At one stage he even asked his intended victim, David Auchterlonie, 17, if he knew where he could get his hands on a shotgun.
And just hours before Milat’s nephew – whose name is suppressed – set off on the half-hour drive south from the town of Bargo with David and two others, he confessed to a close friend what he was going to do.
He rubbed his hands together, court documents reveal, and boasted: ”We’re going out to Belanglo and someone’s going to die.”
”Don’t be stupid. Stop joking. No, you’re not,” the friend responded.
He replied: ”I’m not joking.”
The next day, after he had struck David in the head with the axe and left his body in the same forest where his relative, Ivan, murdered seven backpackers during the 1990s, friends still did not believe he had done it.
He told them: ”You know me, you know my family … I did what they do. At one stage the axe got stuck, so I had to kick the back of his head to get it loose.”
Yesterday the teenager pleaded guilty in Campbelltown Children’s Court to the murder on the night of November 20 last year. David Auchterlonie’s grandmother, Sandra, told the Sydney Morning Herald last night she was still trying to find any relief in the fact that ”the evil seed of Ivan Milat had finally pleaded guilty”.
On the day of his murder, David had been celebrating his birthday with his grandparents, with whom he lived in Bargo. But that evening, he was lured to Belanglo to party with the Milat relative.
David was told they would ”have a few drinks and a bit of fun”, court documents showed.
But even before they set off, David told his long-time friend, Chase Day, who accompanied him on the trip, he had some reservations about going.
”I think they’re going to do something to me. But then again, they probably won’t,” David said.
It was dark by the time the four boys reached Belanglo. They parked the car in the pine plantation and David sat in the front seat preparing joints for them to smoke.
The Milat relative jumped out of the car and walked around to the boot with the fourth boy and asked him: ”Can you feel the adrenalin?”
One of the boys then started recording on a mobile phone what would take place during the next 15 minutes. That audio became crucial evidence in the police case against the Milat relative.
While the other two boys sat in the car, David was called around to the back by the teenager who immediately struck David in the stomach with the axe.
David tried to run but the teenager caught him and told him to get on the ground. For the next 10 minutes the teenager stood over David as he begged for his life.
”You f—ing move and I’m going to kill you,” the Milat relative told him. ”From what I’ve heard you’re the one going around telling people about the money that I stole from my mum’s house.”
”I swear to God I haven’t,” David said.
Their exchange went on, with the teenager angry that David had supposedly been badmouthing him around town.
”I warned you a while ago didn’t I?” the accused said. ”I warned you that I was a bit of a f—ing nut lately. You didn’t f—ing listen.”
Moments later the sound of David being struck with the axe on the back of the skull and the air leaving his body is picked up on the recording which finishes almost immediately after.
On the journey home the fourth boy tells the Milat relative: ”I told you that you’re going down the same path as [Ivan].”
Despite boasting to half a dozen friends what he had done, it was not until the next evening that Chase Day went to the police and told them what had happened and led detectives to the body.
Mr Day was initially charged with being an accessory after the fact but police dropped the charge last month.

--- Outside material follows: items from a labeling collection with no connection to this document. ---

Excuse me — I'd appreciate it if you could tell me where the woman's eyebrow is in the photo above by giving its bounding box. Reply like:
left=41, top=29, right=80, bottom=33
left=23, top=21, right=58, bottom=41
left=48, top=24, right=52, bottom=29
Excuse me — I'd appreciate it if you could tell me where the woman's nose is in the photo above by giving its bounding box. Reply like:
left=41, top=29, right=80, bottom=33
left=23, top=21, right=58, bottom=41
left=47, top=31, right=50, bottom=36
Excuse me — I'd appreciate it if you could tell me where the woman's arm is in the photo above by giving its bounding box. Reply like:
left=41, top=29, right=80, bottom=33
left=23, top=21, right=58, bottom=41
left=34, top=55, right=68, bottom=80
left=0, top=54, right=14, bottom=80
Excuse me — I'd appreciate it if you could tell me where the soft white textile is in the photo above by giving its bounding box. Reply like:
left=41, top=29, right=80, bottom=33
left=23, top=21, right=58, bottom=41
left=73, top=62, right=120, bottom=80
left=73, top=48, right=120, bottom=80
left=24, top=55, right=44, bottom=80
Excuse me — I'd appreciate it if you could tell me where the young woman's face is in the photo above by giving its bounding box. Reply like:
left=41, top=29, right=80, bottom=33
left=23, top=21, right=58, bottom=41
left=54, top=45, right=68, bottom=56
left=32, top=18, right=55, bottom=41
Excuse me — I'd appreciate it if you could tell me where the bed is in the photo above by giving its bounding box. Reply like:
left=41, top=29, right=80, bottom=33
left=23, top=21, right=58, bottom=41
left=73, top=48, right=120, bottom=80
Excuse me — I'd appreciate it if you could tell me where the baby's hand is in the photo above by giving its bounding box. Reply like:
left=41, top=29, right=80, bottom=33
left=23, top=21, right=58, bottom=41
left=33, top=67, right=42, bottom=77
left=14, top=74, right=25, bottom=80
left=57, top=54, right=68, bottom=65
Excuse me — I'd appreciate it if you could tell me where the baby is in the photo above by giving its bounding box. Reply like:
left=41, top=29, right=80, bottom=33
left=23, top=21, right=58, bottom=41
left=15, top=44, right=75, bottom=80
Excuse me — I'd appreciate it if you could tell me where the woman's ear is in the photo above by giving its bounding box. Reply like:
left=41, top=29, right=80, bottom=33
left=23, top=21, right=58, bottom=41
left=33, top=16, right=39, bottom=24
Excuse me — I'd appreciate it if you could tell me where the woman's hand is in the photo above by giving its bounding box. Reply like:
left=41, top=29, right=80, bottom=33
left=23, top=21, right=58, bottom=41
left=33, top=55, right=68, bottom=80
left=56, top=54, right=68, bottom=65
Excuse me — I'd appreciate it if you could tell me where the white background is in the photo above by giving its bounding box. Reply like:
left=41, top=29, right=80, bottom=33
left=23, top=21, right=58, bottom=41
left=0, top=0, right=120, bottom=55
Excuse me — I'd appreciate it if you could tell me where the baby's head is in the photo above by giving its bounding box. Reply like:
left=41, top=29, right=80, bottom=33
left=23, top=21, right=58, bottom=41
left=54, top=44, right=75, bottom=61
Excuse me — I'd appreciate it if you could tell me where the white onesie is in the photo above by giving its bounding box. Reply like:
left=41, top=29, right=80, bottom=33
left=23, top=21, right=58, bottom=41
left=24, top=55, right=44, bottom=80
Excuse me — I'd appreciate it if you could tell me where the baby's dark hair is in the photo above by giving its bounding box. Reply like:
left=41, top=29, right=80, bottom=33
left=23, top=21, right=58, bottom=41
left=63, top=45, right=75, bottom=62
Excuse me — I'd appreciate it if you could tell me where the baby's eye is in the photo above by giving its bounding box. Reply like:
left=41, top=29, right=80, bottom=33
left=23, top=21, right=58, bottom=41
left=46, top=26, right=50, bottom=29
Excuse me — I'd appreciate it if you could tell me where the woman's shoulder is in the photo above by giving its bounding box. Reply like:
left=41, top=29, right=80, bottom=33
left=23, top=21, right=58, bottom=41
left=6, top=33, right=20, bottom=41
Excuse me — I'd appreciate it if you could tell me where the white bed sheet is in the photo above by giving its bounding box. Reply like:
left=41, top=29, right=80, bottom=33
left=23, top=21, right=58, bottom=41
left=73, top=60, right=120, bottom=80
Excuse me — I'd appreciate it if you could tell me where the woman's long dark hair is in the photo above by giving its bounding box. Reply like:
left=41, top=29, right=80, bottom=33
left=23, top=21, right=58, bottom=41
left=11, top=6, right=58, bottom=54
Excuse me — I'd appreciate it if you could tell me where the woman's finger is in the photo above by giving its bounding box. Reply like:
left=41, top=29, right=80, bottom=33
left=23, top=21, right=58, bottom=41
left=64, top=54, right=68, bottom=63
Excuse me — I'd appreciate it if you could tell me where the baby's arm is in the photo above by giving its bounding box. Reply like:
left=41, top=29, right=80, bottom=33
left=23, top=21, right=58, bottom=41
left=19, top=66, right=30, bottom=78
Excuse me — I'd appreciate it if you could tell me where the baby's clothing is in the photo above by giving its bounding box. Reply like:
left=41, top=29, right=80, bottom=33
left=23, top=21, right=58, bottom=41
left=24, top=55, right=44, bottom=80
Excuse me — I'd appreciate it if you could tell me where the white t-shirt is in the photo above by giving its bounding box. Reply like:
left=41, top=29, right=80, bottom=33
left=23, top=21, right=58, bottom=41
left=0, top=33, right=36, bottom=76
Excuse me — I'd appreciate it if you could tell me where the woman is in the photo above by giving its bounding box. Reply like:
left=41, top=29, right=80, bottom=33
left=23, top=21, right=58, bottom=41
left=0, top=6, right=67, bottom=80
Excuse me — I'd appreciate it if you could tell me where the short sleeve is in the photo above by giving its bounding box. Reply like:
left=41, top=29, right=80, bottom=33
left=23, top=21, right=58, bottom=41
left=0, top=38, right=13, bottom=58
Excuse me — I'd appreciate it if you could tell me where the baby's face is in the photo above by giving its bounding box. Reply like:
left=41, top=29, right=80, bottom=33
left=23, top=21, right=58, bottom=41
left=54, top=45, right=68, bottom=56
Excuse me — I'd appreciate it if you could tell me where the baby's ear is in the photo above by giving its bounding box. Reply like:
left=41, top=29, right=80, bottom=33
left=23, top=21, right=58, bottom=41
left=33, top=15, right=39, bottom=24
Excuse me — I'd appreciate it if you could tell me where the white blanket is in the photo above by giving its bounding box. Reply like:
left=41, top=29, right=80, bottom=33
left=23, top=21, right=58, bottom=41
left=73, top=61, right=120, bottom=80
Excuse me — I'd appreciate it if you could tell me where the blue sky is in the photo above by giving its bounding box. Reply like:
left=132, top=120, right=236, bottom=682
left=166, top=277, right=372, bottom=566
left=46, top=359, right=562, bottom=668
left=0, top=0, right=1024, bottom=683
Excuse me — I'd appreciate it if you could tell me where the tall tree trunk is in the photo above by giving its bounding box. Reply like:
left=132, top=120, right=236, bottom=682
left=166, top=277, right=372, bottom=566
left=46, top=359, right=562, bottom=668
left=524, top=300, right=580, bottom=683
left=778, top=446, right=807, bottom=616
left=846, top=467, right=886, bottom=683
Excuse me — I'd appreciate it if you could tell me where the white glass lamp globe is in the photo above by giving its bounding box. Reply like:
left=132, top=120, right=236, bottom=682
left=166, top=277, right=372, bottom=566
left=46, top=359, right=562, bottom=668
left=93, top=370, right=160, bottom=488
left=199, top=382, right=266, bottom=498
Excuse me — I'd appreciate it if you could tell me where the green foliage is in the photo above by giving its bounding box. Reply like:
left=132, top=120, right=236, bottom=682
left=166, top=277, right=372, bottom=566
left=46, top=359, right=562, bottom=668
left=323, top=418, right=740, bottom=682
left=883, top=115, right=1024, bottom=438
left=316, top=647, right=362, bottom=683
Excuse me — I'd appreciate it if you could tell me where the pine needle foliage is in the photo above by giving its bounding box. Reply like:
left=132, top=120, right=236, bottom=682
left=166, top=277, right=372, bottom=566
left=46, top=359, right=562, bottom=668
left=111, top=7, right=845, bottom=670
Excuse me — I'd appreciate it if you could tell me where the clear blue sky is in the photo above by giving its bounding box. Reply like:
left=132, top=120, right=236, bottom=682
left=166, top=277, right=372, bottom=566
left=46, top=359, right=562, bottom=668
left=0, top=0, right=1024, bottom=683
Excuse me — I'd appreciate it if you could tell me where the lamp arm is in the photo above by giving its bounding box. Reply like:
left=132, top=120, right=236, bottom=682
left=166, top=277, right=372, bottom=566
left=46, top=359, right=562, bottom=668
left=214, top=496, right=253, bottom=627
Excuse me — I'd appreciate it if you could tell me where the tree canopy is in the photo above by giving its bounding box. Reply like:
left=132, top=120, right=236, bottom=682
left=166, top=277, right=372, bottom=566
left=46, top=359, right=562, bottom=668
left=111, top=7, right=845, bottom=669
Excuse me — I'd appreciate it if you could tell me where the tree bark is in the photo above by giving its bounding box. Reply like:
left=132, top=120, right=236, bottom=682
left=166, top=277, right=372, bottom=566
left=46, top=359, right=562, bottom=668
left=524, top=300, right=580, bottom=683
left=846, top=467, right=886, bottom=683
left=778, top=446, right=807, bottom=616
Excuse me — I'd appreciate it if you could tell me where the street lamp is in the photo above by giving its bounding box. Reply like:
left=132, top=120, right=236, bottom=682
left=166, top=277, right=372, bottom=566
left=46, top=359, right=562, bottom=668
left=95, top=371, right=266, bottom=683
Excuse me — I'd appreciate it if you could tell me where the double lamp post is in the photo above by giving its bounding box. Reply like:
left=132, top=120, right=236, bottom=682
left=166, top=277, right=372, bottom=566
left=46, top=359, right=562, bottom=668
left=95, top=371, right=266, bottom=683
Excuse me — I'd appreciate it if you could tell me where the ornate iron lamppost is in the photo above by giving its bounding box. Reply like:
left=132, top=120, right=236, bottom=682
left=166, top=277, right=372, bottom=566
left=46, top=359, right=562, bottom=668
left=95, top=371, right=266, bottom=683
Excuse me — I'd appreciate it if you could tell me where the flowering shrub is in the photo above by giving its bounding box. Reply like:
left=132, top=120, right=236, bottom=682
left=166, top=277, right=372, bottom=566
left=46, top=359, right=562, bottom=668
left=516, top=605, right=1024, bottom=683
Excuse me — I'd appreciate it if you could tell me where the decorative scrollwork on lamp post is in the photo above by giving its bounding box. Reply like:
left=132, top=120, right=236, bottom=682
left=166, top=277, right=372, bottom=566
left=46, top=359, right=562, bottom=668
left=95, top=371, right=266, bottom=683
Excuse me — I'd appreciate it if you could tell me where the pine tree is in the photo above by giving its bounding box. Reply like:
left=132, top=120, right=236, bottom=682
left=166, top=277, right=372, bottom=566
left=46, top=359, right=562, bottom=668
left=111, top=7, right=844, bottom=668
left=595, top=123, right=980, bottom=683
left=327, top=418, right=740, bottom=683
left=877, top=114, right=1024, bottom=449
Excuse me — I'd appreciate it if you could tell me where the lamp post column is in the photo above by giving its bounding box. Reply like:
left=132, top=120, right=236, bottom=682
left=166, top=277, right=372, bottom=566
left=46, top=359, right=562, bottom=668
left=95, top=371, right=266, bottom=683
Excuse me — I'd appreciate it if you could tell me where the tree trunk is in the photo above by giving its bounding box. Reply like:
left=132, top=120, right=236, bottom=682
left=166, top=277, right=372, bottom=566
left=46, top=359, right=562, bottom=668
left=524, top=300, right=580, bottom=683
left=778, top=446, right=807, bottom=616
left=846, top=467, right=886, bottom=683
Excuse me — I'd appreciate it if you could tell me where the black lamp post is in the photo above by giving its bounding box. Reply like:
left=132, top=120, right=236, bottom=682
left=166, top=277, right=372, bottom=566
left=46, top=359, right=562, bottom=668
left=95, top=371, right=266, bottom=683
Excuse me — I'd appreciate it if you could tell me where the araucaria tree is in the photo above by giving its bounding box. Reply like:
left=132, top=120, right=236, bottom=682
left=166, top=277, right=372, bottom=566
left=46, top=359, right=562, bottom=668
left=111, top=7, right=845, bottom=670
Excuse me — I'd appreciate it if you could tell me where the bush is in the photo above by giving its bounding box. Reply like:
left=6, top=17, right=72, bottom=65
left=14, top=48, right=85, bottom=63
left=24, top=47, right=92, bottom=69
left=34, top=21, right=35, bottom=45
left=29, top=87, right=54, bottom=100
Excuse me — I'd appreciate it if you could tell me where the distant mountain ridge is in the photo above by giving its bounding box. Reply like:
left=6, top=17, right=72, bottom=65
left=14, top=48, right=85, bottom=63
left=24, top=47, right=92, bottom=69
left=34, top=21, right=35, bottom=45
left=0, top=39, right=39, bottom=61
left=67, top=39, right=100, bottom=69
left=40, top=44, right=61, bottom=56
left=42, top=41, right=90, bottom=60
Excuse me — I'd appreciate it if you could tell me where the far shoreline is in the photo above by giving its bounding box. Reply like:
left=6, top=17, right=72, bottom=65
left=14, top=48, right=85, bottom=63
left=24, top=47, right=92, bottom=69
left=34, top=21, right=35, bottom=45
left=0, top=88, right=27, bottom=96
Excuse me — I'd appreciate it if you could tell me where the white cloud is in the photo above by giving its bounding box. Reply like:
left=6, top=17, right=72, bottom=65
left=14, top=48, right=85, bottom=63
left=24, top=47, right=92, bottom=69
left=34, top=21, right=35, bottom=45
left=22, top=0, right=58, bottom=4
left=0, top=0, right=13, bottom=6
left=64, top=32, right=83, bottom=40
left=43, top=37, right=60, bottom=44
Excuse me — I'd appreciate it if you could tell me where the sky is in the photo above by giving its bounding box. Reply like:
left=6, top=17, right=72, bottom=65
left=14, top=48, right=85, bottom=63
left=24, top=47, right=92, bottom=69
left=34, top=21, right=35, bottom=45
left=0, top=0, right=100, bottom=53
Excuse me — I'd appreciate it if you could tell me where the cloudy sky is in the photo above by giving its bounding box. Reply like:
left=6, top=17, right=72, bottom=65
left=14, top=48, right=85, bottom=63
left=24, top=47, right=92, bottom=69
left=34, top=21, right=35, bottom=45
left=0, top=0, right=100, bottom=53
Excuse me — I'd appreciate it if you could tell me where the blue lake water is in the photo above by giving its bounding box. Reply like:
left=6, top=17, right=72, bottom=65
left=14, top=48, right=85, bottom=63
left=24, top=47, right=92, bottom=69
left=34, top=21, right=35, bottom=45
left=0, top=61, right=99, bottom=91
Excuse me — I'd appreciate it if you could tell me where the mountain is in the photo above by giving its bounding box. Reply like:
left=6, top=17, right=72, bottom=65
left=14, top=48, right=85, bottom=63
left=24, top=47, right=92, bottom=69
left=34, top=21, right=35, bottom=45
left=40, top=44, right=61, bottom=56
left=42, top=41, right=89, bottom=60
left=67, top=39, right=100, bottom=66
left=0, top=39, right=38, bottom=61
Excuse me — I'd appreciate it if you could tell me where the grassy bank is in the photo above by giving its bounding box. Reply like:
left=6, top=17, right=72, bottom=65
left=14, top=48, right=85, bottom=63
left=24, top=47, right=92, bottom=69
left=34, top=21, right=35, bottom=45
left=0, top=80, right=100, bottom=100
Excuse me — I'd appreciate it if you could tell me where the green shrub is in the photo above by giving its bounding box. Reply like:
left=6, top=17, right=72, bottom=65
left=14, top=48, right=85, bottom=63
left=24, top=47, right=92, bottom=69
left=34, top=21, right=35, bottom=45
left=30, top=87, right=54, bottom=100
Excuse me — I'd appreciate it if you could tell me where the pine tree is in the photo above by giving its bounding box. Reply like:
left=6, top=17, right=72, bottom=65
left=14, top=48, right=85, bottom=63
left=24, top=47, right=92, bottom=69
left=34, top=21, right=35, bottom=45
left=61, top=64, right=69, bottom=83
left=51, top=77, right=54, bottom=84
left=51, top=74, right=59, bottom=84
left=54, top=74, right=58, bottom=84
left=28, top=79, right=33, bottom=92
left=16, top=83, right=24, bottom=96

In almost the year since the murder, Mrs Auchterlonie has not changed a thing in David’s bedroom.
She said she was stunned that someone had spent up to a week planning her grandson’s death. ”It’s that evil Milat gene coming out,” she said.
The Auchterlonie family plans an 18th birthday gathering for David on November 20, also the anniversary of his death.
Three and a half weeks later, on December 12, the family will be in the NSW Supreme Court when the Milat relative is sentenced.
Apart from the murder itself the saddest part of the whole awful episode is that the murdering Milat nephew despite being only 17, has already spawned another Milat baby to potentially carry on the family business of misery.